Le jour où j’ai rêvé que Dieu est une femme – 09

Le jour où j’ai rêvé que Dieu est une femme – 09

Un roman de Sandrine WALBEYSS

Chapitre 9 – FRAISE OU PISTACHE

Je m’appelle Marco. J’ai cinquante et un ans. J’ai ma propre boulangerie et quatre employés. Je suis installé à mon compte depuis vingt ans et c’est une décision que je n’ai jamais regrettée.

J’ai vu Dieu pour la préparation d’un gâteau de baptême. Vous me direz que c’est de circonstance, mais pour moi, c’était inhabituel.

Les parents étaient passés à la boutique pour choisir le visuel du croquembouche. Je prends en photo tous ceux que je fais depuis des années, des plus traditionnels aux plus personnalisés, pour que mes clients puissent voir comment je travaille et me dire ce qu’ils souhaitent.

Ce n’étaient pas des clients habituels, mais ils avaient vu une de mes réalisations pour un mariage et ils souhaitaient nous passer commande. Nous avions pris rendez-vous et, quand ils sont arrivés avec leur bébé, l’album photo les attendait, ainsi que quelques petits choux à déguster avec différentes saveurs.

 Le bébé, Adrien, avait huit mois. Il était tranquillement assis dans sa poussette, très intéressé par les décorations colorées de Pâques que nous venions d’installer dans la boutique. Ses parents, Jennifer et  Fabien, feuilletaient l’album, notant au fur et à mesure quelques exemples de ce qui leur plaisait.
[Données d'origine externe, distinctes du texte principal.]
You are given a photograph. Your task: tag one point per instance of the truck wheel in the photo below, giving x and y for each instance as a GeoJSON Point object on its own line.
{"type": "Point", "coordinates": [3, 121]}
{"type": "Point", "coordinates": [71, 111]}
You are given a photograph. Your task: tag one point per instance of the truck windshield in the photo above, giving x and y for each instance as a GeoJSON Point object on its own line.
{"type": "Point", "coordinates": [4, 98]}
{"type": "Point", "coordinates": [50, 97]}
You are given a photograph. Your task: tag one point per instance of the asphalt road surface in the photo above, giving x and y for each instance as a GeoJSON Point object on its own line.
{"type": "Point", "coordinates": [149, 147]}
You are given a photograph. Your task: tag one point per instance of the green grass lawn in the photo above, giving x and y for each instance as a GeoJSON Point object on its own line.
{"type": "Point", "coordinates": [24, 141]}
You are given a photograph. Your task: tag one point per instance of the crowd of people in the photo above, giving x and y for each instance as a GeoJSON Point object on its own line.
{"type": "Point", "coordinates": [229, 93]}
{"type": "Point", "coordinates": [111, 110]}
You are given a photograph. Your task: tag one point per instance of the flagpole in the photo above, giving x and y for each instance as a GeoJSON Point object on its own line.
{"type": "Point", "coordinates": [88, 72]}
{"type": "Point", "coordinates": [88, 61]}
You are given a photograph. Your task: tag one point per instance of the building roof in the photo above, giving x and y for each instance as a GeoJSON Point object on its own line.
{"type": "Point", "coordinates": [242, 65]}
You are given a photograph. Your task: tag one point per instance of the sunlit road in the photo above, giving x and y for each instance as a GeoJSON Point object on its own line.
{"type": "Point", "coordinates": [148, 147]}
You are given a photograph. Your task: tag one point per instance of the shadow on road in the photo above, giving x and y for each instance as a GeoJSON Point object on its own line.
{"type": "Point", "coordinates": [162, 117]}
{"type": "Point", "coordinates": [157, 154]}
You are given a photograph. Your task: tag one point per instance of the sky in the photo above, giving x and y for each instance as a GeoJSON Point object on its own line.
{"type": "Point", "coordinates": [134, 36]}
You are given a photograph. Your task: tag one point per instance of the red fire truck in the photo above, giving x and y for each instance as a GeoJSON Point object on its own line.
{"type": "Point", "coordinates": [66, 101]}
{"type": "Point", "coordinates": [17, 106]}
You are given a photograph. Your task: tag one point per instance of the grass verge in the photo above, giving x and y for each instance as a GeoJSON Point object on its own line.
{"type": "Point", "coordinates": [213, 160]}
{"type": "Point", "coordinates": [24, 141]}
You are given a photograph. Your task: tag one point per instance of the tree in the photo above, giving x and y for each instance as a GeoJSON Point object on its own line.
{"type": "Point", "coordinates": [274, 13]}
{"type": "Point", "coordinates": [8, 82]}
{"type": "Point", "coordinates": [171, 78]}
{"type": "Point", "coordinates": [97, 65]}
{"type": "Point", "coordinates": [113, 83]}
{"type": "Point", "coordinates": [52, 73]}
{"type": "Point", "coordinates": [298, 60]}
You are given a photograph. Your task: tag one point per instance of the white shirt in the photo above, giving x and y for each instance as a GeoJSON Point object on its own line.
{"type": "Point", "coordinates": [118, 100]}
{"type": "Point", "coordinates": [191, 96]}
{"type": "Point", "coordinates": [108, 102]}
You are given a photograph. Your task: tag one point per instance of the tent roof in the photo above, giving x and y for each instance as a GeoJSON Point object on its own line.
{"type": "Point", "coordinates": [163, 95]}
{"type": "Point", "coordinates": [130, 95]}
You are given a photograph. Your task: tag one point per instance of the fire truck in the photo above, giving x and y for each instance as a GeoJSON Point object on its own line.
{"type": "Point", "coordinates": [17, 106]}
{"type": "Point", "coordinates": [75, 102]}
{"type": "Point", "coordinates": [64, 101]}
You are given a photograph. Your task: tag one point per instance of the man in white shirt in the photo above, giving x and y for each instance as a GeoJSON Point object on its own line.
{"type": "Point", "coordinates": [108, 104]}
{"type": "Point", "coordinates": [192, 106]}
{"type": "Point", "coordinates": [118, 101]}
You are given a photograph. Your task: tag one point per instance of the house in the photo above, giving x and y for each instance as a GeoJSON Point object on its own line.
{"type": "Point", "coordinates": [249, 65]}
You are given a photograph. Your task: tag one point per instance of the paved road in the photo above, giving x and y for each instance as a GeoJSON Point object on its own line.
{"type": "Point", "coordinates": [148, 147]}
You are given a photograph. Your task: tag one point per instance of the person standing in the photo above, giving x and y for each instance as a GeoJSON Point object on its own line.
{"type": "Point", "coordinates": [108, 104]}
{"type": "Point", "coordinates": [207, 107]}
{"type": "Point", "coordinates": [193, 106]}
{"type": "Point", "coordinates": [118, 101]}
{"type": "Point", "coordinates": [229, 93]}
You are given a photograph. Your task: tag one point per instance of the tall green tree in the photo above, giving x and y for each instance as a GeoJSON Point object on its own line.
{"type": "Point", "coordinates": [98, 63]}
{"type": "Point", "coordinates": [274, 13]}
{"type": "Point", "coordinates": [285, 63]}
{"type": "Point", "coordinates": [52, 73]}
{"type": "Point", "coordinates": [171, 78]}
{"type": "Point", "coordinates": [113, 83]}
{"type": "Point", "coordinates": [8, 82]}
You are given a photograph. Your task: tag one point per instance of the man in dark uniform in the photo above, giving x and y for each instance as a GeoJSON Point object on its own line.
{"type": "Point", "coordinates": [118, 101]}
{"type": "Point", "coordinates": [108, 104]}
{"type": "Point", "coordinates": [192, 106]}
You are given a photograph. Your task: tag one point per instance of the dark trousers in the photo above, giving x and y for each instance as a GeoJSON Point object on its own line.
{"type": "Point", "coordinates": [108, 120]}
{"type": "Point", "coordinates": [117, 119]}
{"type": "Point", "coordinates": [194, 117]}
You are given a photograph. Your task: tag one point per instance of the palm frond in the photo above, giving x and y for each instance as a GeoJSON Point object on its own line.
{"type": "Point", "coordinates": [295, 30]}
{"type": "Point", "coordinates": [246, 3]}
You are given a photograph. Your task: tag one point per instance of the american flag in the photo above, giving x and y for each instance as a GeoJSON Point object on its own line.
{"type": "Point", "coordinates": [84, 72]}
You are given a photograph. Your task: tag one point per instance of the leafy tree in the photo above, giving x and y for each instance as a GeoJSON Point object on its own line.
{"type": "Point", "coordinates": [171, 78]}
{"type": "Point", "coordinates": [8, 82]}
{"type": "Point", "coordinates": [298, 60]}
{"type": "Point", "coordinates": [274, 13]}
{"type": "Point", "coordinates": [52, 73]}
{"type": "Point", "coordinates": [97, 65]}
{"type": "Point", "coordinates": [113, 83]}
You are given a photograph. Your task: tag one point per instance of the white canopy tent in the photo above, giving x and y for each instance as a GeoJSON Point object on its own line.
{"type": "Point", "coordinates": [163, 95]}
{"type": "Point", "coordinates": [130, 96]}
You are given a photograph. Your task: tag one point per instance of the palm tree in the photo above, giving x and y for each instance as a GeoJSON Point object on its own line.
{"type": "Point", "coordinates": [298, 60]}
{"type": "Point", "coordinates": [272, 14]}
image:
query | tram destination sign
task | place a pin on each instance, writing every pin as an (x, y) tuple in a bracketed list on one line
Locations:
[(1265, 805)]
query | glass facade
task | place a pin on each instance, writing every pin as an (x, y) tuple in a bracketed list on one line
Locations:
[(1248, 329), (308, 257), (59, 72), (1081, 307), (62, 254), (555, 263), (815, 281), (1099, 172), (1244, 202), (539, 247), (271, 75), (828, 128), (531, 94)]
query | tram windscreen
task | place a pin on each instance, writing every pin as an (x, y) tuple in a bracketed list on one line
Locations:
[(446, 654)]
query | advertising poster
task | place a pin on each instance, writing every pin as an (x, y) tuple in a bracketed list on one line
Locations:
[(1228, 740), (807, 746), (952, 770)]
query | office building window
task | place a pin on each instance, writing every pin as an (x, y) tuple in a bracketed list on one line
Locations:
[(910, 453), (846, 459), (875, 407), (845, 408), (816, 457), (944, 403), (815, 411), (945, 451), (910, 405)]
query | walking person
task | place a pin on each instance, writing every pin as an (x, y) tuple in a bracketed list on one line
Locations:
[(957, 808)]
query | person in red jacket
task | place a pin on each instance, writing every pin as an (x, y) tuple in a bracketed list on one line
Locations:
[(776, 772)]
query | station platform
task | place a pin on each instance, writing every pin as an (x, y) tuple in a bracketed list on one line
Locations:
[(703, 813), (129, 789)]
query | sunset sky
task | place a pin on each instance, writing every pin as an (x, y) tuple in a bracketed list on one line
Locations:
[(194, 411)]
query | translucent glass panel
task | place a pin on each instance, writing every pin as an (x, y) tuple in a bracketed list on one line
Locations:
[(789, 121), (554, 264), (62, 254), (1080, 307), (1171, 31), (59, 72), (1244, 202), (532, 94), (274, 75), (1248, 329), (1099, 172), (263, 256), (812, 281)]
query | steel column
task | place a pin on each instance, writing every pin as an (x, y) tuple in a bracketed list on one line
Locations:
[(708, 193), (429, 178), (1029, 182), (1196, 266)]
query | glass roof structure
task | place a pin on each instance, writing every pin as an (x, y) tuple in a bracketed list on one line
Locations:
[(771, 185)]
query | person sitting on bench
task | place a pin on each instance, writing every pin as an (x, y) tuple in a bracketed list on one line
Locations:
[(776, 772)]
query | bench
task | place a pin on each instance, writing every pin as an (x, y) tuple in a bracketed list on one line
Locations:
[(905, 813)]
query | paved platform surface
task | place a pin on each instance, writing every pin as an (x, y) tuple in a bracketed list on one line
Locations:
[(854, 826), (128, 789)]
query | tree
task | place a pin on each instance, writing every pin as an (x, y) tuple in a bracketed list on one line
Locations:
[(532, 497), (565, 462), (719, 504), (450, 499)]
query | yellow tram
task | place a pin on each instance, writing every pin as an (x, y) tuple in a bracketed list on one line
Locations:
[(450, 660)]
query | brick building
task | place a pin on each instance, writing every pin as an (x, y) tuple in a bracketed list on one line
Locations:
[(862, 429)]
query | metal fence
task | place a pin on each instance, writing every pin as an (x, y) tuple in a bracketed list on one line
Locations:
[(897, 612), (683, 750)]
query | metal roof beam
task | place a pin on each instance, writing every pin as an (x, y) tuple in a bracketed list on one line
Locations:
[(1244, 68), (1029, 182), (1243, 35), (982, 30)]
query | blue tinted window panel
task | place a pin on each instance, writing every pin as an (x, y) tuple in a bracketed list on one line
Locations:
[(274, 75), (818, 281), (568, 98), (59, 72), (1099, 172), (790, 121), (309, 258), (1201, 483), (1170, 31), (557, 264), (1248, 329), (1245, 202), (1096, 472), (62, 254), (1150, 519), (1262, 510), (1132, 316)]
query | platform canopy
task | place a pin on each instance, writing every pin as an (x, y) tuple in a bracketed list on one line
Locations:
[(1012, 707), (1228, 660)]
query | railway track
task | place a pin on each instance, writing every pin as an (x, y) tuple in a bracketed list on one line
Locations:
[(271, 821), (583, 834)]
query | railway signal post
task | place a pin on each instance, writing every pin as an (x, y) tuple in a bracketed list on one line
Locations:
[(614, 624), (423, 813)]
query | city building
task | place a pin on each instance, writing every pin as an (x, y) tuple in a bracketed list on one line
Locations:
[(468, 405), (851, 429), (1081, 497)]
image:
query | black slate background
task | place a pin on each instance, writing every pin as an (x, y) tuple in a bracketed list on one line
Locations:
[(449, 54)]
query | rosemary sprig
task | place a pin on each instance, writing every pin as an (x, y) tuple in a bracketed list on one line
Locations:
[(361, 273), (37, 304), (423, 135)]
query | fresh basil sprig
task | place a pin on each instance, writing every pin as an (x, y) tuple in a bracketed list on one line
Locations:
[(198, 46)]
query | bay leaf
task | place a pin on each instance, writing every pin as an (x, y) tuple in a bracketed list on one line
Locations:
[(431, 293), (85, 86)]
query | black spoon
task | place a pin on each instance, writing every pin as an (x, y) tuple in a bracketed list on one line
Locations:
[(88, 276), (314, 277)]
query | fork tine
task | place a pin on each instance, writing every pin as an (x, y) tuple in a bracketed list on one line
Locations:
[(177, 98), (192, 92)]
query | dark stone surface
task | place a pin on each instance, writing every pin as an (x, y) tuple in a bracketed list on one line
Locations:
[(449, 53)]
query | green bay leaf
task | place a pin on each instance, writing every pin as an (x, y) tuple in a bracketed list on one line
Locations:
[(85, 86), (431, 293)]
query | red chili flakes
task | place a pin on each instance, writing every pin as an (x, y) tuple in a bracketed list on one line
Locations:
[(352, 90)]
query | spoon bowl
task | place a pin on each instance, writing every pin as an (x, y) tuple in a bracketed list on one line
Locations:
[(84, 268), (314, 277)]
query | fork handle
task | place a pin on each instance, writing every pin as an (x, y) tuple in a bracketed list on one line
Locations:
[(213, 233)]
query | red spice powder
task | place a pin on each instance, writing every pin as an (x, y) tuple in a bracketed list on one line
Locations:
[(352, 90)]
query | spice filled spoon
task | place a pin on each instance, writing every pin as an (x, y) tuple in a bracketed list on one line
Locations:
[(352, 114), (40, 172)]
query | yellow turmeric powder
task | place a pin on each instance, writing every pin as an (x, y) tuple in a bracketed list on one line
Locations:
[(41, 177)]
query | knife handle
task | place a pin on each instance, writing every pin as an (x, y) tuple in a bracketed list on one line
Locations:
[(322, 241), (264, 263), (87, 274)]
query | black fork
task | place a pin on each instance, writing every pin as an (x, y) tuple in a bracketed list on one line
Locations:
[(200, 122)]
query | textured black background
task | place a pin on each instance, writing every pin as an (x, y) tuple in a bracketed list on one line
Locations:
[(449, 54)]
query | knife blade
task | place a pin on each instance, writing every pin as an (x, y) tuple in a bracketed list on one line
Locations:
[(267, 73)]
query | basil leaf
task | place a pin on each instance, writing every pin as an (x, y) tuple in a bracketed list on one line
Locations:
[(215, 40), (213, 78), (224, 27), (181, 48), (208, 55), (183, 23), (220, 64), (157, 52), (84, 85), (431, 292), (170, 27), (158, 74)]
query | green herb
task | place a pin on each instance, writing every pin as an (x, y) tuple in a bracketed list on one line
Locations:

A la fin de l’album, ils décidèrent de faire leur choix parmi les photos qui leur avaient plu. A ce moment-là, Adrien me regarda fixement, soudainement très intéressé par la conversation des adultes.

Au premier choix, en forme de gâteau traditionnel à étages, avec un cercle de nougatine et un ourson sur le dessus, Adrien commença à pleurer. Ses parents eurent beau le prendre dans leurs bras, lui parler, le câliner, il ne s’arrêta que lorsqu’ils tournèrent la page.

Au deuxième choix, un gâteau pyramidal avec des papillons en nougatine, même scénario.

Et ainsi de suite, pour les troisième, quatrième et cinquième choix, qui concernaient respectivement un bateau, un landau et un manège.

C’est à ce moment là que Dieu m’est apparue.

Les parents avaient abandonné l’idée que les pleurs du petit Adrien soient liés au design du gâteau et se préparaient à partir pour le faire manger rapidement.

Enfin quand je dis apparue, Elle m’a parlé. J’ai entendu distinctement une voix me dire d’aller à la page vingt-trois. Ne voyant pas pourquoi c’était important mais n’ayant pas de raison de ne pas le faire, je tournais les pages pour arriver au bon numéro. Au fur et à mesure que j’approchais de la page concernée, les pleurs diminuaient. Adrien suivait attentivement le manège de mes mains et semblait extrêmement concentré. Arrivé sur la page en question, elle contenait la photo d’une de mes plus belles réalisations, un tricycle en nougatine, garni de petits choux.

Je sais ce que vous allez me dire, c’est juste une intuition, ça pourrait être n’importe qui, ça n’a rien à voir avec Dieu… Mais c’était évident, dès la première fois. Depuis ça s’est généralisé et je pourrais même dire sans me vanter que nous formons une bonne équipe. 

Je suis d’ailleurs connu maintenant pour savoir sur l’instant ce qui plaît aux enfants et notre boutique ne désemplit pas. Baptêmes, mariages, communions, anniversaires et autres évènements, notre carnet de commandes est complet d’une année sur l’autre…

Je n’ai jamais cherché à comprendre comment Elle fait, chacun son travail. Ce que je sais, c’est que les rares fois où Elle n’était pas là, ça a été une catastrophe. J’ai voulu faire le malin, une ou deux fois, m’imaginant que je ferai aussi bien tout seul. Et je sais maintenant que ce n’est pas le cas. Chacun a sa place dans une équipe et il ne sert à rien de vouloir tout faire tout seul.

J’ai bien assez de travail pour me tenir à jour des nouvelles techniques et imaginer de nouveaux visuels ! J’ai d’ailleurs embauché un graphiste pâtissier à plein temps pour m’aider dans cette partie…

Ce qui compte plus que tout, la récompense de ce travail d’équipe, c’est l’étincelle dans les yeux d’un enfant, quel qu’il soit et quel que soit son âge, lorsqu’il voit le gâteau de ses rêves.